Deze gearchiveerde website ‘George Minne’ wordt tijdelijk niet meer geactualiseerd. Bepaalde functionaliteiten (vb. gericht zoeken in de collectie) zijn hierdoor mogelijk niet meer beschikbaar. Nieuwsupdates over George Minne verschijnen voortaan op vlaamsekunstcollectie.be. Vragen over deze website? Neem contact op via info@vlaamsekunstcollectie.be.

Inleiding

"...tere beeldjes, monumentaal groot, gesloten, overvloeiend van rijpe emotie, van innig lijden, van rustige beschouwing - vast in hun vormvereenvoudiging en vol van rijke vlakverdeling. De natuur wordt er als 't ware in vereenvoudigd en het menselijk lichaam schijnt gerekt en in linkse gebaren opgesteld. Maar wat een buitengewoon ritme van vlakken en lijnen - ook in de gewrongen stellingen van het lichaam, wat voert dit de expressie tot een hoge kracht op. Want Minne zoekt geenszins de ‘mooie' lijn, het balancerend evenwicht, de klassieke schoonheid en de gemakkelijke bewondering. Er ligt een wonderbare, moeilijk te verklaren macht in de beelden van Minne - in die geknielden, die links en rechts stijf buigenden ..." Met die woorden typeert Karel van de Woestijne in 1920 het werk van George Minne, ongetwijfeld een van de bekendste symbolistische beeldhouwers in Europa. Zijn moderne spiritualiteit, gestoeld op de middeleeuwse mystiek van Jan van Ruusbroec (1293/94-1381), past goed bij het streven van de toenmalige avant-garde naar een kunst die het zintuiglijke overschrijdt en uitdrukking geeft aan wat de ziel beroert. Vele bewonderaars in die tijd zien in de verstilde kunst van Minne dan ook een heropleving van de gotiek.

Met de sterk doorgevoerde vormvereenvoudiging enerzijds en de dramatische vervormingen in enkele vroege werken zoals Moeder beweent haar dood kind en De verloren zoon anderzijds slaat Minne eveneens een brug tussen de kunst van het laatste kwart van de negentiende eeuw en de expressionistische avant-garde van de vroege twintigste eeuw. De kunst van Minne kiemt weliswaar in isolement, maar is verwant met gelijktijdige experimenten in andere landen zoals die van Paul Gauguin (1848-1903) en Charles Filiger (1863-1928) in Frankrijk en Ferdinand Hodler (1853-1918) in Zwitserland. Hoewel hij tot diep in de twintigste eeuw actief blijft, ontstaan Minnes meest originele en vernieuwende creaties voor 1900. Zijn tengere jongelingsfiguren hebben vooral invloed in de jaren na de eeuwwisseling en in het bijzonder op de Oostenrijkse schilders Gustav Klimt (1862-1918), Egon Schiele (1890-1918) en Oskar Kokoschka (1886-1980) en op de Duitse beeldhouwer Wilhelm Lehmbruck (1881-1919). Vooral bij die laatste vinden we Minnes invloed op vormelijk en inhoudelijk vlak terug.

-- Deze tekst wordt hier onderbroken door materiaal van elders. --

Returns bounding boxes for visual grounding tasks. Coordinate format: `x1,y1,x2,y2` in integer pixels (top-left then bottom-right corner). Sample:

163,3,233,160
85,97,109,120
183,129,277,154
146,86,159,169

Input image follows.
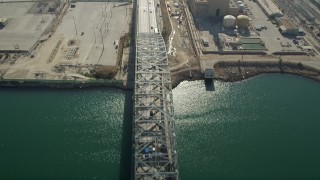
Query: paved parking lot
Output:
56,2,131,66
244,0,299,53
0,3,52,51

Minne is in de eerste plaats bekend als beeldhouwer, maar daarnaast is hij ook tekenaar en graficus. Zoals vele beeldhouwers van zijn generatie krijgen zijn eerste ideeën vorm op papier. In het medium vindt hij de mogelijkheid om vrijelijk in drie dimensies te denken. Zijn schetsboeken geven een goed beeld van de manier waarop Minne verschillende houdingen onderzoekt en zo tot zijn uiteindelijke concept komt.

Enkele zelfstandige tekeningen ontstaan in Minnes meest creatieve jaren als beeldhouwer, tussen 1886 en 1900. Het grootste deel ervan ontstaat echter tijdens de Eerste Wereldoorlog in de jaren van ballingschap in Wales. Maar ook in die zelfstandige tekeningen denkt Minne plastisch, is hij in de eerste plaats beeldhouwer.

Als graficus is Minne eveneens veel minder bekend. Toch behoren zijn illustraties voor de werken van de Belgische symbolistische dichters Grégoire Le Roy (1862-1941), Maurice Maeterlinck (1862-1949) en Emile Verhaeren (1855-1916) tot de beduidendste voorbeelden van het Belgische boekdesign van het einde van de negentiende eeuw. Met eenvoudige houtsneden waarvoor Minne ongetwijfeld inspiratie vindt in de middeleeuwen, vertolkt hij de sfeer van melancholie en mystiek in de verzen.